The 'Ziggy Stardust' album is regularly held up, along with a couple of other releases from around the same time, as one of the primary monuments of British glam rock. This assessment is difficult to contradict, but I would also contend that Aladdin Sane exudes a consummately 'glam rock' sensibility in large measures.  This stems in part from what I would term the 'sleazy decadence' of much of the sound, and the extravagant, almost exaggerated production values of some of the tracks are in line with other landmark 'glam' records of the early 70s. Add the 'avant-garde' trappings, which many have drawn attention to, and you have an invigorating spectacle, which does not feel contrived or self-conscious. The music has many dark and mysterious corners and departures to examine, imbuing it with a peculiar personality and force.

To me, the influence of contemporary American rock music can be keenly felt on the album; I am thinking of songs like 'Watch That Man' and 'Panic In Detroit'. which exhibit harder edges and are less buttoned-down and contained. On closer inspection, these tendencies predominate on a goodly portion of the record, and the presence of 'The Jean Genie' only underlines and reinforces this point, but somehow they linger less in my memory and my psyche than do other elements or affectations, and therein lies my perception of the record.

Some of the material, including the title track, has an unsettling atmosphere, perhaps reflective of the tense and uncertain social and economic climate of the times.
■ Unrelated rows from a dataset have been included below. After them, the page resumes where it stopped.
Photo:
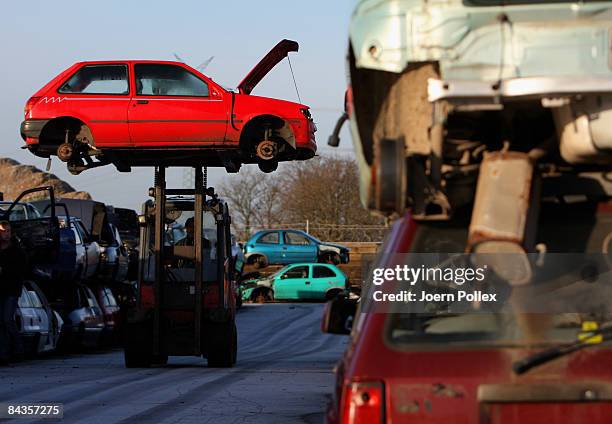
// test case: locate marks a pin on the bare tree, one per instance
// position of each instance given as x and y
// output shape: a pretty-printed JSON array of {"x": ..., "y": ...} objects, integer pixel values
[
  {"x": 323, "y": 191},
  {"x": 253, "y": 199}
]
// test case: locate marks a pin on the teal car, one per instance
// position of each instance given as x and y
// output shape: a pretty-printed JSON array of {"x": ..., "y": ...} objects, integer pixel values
[{"x": 302, "y": 281}]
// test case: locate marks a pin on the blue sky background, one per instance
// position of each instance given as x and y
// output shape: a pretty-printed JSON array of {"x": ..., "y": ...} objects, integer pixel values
[{"x": 42, "y": 38}]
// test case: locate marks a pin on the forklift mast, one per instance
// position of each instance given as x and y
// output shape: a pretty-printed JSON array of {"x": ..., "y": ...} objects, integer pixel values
[{"x": 186, "y": 299}]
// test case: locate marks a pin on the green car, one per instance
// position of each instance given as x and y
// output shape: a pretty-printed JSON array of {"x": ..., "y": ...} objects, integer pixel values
[{"x": 301, "y": 281}]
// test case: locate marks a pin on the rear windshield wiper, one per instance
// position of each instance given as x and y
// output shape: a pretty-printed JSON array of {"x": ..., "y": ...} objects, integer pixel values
[{"x": 537, "y": 359}]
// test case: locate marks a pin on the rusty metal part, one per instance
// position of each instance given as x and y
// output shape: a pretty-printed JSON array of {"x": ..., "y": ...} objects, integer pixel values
[
  {"x": 65, "y": 152},
  {"x": 505, "y": 214}
]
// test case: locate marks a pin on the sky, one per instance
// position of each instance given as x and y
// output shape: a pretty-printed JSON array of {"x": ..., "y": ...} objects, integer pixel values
[{"x": 42, "y": 38}]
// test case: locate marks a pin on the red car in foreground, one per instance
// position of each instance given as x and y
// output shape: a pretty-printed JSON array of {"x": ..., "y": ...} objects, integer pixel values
[
  {"x": 157, "y": 113},
  {"x": 456, "y": 368}
]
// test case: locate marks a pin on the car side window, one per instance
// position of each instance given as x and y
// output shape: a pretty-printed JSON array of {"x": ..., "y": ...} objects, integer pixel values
[
  {"x": 24, "y": 300},
  {"x": 77, "y": 235},
  {"x": 97, "y": 79},
  {"x": 296, "y": 239},
  {"x": 296, "y": 272},
  {"x": 109, "y": 298},
  {"x": 168, "y": 80},
  {"x": 34, "y": 298},
  {"x": 84, "y": 233},
  {"x": 269, "y": 238},
  {"x": 321, "y": 271},
  {"x": 90, "y": 298}
]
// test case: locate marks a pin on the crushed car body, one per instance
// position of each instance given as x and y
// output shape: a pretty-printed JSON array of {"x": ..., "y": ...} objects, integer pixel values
[{"x": 153, "y": 113}]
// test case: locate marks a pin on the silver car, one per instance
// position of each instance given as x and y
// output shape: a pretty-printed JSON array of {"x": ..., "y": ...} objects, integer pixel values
[{"x": 38, "y": 324}]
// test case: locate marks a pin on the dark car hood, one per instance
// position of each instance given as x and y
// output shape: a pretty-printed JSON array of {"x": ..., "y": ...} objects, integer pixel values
[{"x": 265, "y": 65}]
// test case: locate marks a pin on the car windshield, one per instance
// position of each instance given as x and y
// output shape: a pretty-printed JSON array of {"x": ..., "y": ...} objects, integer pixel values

What unites the compositions though is their air of confidence and self-assurance on the part of the artist, as if he rather revels in, and thrives on, instability and foreboding.

Although this record sees Bowie engaging in some experimentation, and hinting at the direction his music would take in the mid-Seventies, one or two of the songs would not sound out of place on previous LPs, notably 'Drive-In Saturday'. 

'Cracked Actor' is, I would estimate, a case of the two 'schools', the rock and the art-rock, coalescing, but the pugnacious narrowly wins out in the end. 'Time' on the other hand sees the Bowie of 1971/72 assuming new goggles, taking the 'template' into fresh territory, growing, expanding.

'The Prettiest Star' is another track which embraces the flavour of all of Bowie's classic 71-73 studio albums, highlighting traits which we might associate with them all. When joined together, they help to assign Aladdin Sane its identity and its aura. The essential sound of '73, perhaps?

A word must also be reserved here to draw attention to Mick Ronson's crunchy and pleasing guitar work throughout, a motif and a recurring delight. It has been said before, but those guitar parts add a new dimension, standing out even amongst the genius of Bowie.

Arriving last on the original album, but for me constituting the centrepiece of the album, is 'Lady Grinning Soul'. Its slinky 'out of time' spirit and its menacing inventiveness are a reminder of what, in qualitative terms, the collection is really all about. 

So there you have it. One of Bowie's greatest achievements, but also one of his most 'deceptive' and awkward to pin down. Essential listening for a full, if complicated, understanding of what Bowie meant in '73, where the world and culture were in '73, and for some tantalising hints of where Bowie might have been heading in the years ahead.